In September 2020, AAI issued the widely-cited report: From Competition to Conspiracy: Assessing the Federal Trade Commission’s Merger Policy in the Pharmaceutical Sector (AAI Pharma Report). AAI’s comments in the proceeding are based on the empirical research, analysis, and recommendations contained in the report. The analysis highlights the fading promise of competition, in both branded pharmaceutical R&D and generic drug markets, for ensuring the provision of accessible, affordable, essential drugs to U.S. consumers.
The AAI Pharma Report highlights the FTC’s long-term policy of settling virtually all challenged drug mergers subject to divestitures, the effect of which has been the “swapping” of pharmaceutical assets within a shrinking group of increasingly powerful drug manufacturers. Moreover, many of the very firms that were the most active in M&A, and as purchasers of divestiture assets, have been named as defendants in private, state, and federal non-merger antitrust litigations and in federal criminal indictments.
AAI offers a variety of recommendations to re-vamp the FTC’s merger policy to promote competition and protect consumers. These include: (1) abandoning the current merger policy of not seeking injunctions, (2) automatically seeking injunctions to stop generic “mega-mergers, (3) discouraging further M&A by “serial acquirers,” (4) banning certain antitrust “violators” from purchasing divested assets, (5) requiring reporting on claimed efficiencies, and (6) monitoring the “turn-around” sales of divested assets.

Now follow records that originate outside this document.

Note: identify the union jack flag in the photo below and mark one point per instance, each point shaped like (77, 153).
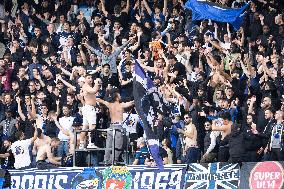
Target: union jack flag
(213, 176)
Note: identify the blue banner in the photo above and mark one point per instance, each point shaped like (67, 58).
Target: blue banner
(212, 176)
(171, 177)
(203, 10)
(148, 101)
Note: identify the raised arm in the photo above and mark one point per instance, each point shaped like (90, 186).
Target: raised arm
(89, 47)
(126, 9)
(51, 158)
(22, 116)
(165, 7)
(35, 135)
(73, 88)
(104, 8)
(218, 128)
(127, 104)
(147, 7)
(103, 102)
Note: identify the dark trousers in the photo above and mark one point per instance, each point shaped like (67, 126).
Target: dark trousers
(223, 154)
(45, 165)
(251, 156)
(192, 155)
(276, 154)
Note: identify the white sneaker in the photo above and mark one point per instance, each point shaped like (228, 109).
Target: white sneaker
(92, 145)
(82, 146)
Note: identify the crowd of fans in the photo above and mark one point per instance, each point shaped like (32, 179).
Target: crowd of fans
(68, 64)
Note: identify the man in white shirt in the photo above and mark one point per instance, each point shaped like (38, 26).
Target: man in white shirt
(66, 123)
(21, 150)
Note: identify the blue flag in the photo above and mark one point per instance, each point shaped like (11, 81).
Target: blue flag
(203, 10)
(148, 101)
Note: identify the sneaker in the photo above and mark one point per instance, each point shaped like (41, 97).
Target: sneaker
(92, 145)
(82, 146)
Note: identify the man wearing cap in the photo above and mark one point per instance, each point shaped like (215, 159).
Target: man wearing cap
(7, 157)
(108, 57)
(142, 153)
(191, 149)
(116, 109)
(7, 126)
(89, 113)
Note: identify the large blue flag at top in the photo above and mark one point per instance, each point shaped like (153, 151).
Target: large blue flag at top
(204, 10)
(148, 101)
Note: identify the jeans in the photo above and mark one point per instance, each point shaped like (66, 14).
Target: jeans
(63, 149)
(118, 143)
(191, 156)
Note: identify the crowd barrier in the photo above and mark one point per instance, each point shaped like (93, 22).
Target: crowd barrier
(260, 175)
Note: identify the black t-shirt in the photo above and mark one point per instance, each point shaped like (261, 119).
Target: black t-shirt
(162, 152)
(128, 88)
(27, 128)
(7, 163)
(122, 19)
(180, 68)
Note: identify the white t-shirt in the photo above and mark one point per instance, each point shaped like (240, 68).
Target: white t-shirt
(130, 123)
(66, 123)
(21, 152)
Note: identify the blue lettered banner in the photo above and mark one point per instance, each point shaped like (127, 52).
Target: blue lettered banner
(171, 177)
(213, 176)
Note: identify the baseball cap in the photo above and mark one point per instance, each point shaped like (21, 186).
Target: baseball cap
(140, 140)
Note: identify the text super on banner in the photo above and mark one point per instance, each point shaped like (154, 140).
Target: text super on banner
(115, 177)
(213, 176)
(262, 175)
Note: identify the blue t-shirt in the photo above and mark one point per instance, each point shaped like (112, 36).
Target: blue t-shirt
(141, 155)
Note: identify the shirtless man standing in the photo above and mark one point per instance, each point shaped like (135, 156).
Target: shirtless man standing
(191, 150)
(41, 140)
(224, 125)
(45, 152)
(116, 109)
(88, 110)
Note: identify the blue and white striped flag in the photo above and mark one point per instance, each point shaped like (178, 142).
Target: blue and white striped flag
(147, 103)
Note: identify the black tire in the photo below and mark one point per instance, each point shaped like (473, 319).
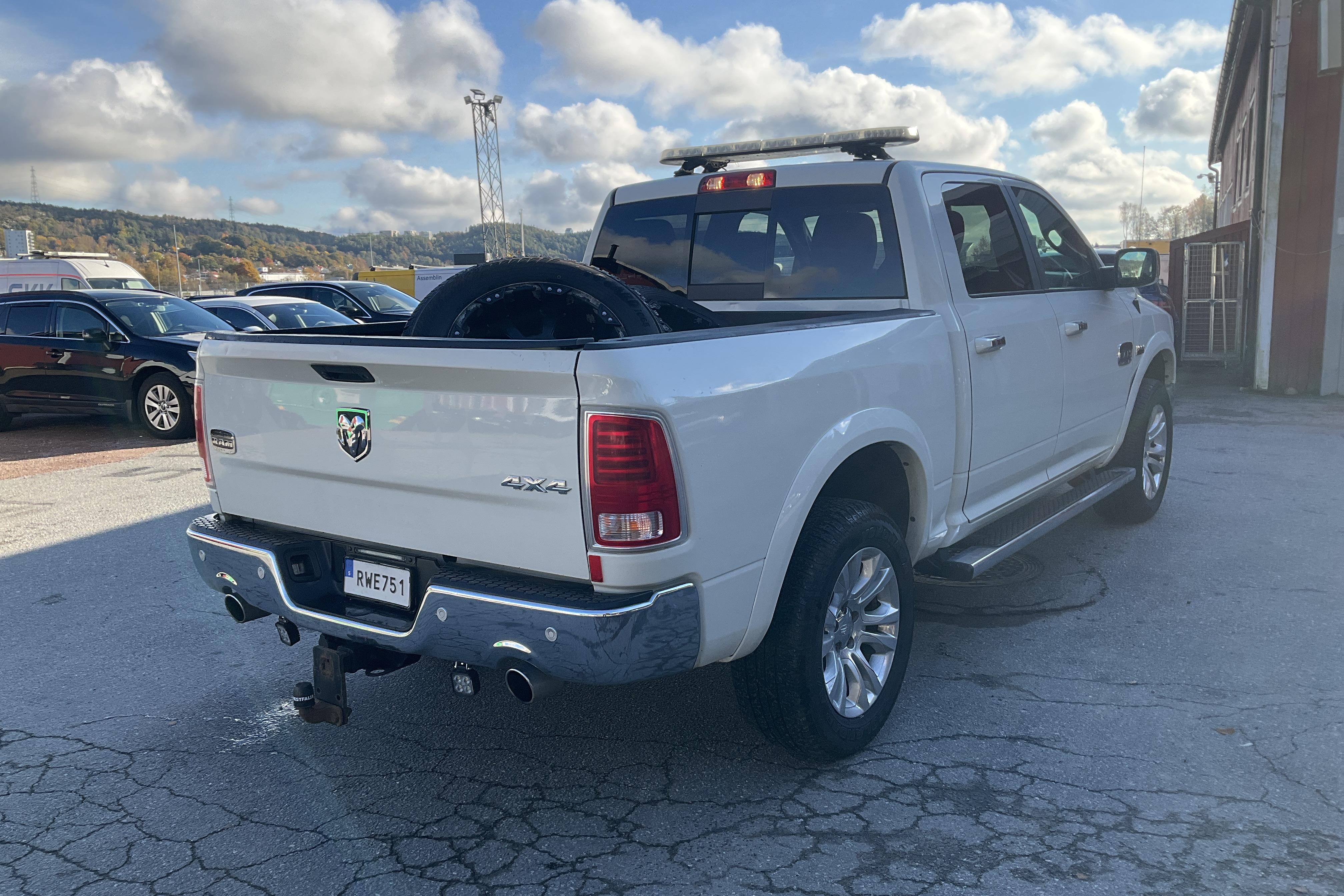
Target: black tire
(164, 409)
(781, 686)
(1133, 503)
(533, 299)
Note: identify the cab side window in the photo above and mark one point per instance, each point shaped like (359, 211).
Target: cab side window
(988, 244)
(72, 322)
(335, 300)
(1065, 256)
(29, 320)
(236, 318)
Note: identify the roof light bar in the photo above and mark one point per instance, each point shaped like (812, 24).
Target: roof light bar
(866, 143)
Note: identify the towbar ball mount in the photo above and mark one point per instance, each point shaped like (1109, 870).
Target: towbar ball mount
(324, 698)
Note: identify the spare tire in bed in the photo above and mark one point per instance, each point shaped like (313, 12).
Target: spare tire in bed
(539, 299)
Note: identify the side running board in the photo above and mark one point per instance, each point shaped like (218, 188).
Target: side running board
(1004, 538)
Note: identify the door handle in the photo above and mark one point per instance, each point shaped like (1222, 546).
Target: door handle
(986, 344)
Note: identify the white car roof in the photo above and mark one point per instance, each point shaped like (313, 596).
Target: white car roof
(806, 175)
(256, 301)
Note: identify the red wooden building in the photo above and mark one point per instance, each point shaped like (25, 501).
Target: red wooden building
(1277, 136)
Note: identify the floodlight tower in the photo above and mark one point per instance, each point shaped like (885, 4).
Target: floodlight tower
(490, 175)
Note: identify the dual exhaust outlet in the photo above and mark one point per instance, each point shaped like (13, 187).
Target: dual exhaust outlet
(523, 680)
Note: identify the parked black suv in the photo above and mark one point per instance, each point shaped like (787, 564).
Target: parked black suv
(103, 351)
(365, 301)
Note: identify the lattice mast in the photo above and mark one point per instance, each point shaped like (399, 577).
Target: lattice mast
(490, 174)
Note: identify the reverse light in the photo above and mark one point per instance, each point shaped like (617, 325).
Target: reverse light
(198, 408)
(632, 483)
(737, 181)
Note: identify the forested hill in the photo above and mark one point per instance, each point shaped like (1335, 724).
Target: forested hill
(217, 244)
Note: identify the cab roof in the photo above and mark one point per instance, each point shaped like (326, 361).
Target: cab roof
(802, 175)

AAI has a more than a 20-year history of research, education, and advocacy on the importance of vigorous antitrust enforcement and constructive competition policy in the pharmaceutical sector. AAI has provided legal, economic, business, and institutional analysis of the adverse effects of consolidation and concentration on competition, consumers, and innovation. AAI is uniquely positioned to provide insight into the structure of pharmaceutical markets, strategic anticompetitive practices, anticompetitive abuse of regulatory processes, remedies that fully restore competition, and policies that promote competition and the protection of consumers and innovation. The integrity and stability of the healthcare system is a matter not only of competition and consumer welfare, but also of national wellness, safety, and security.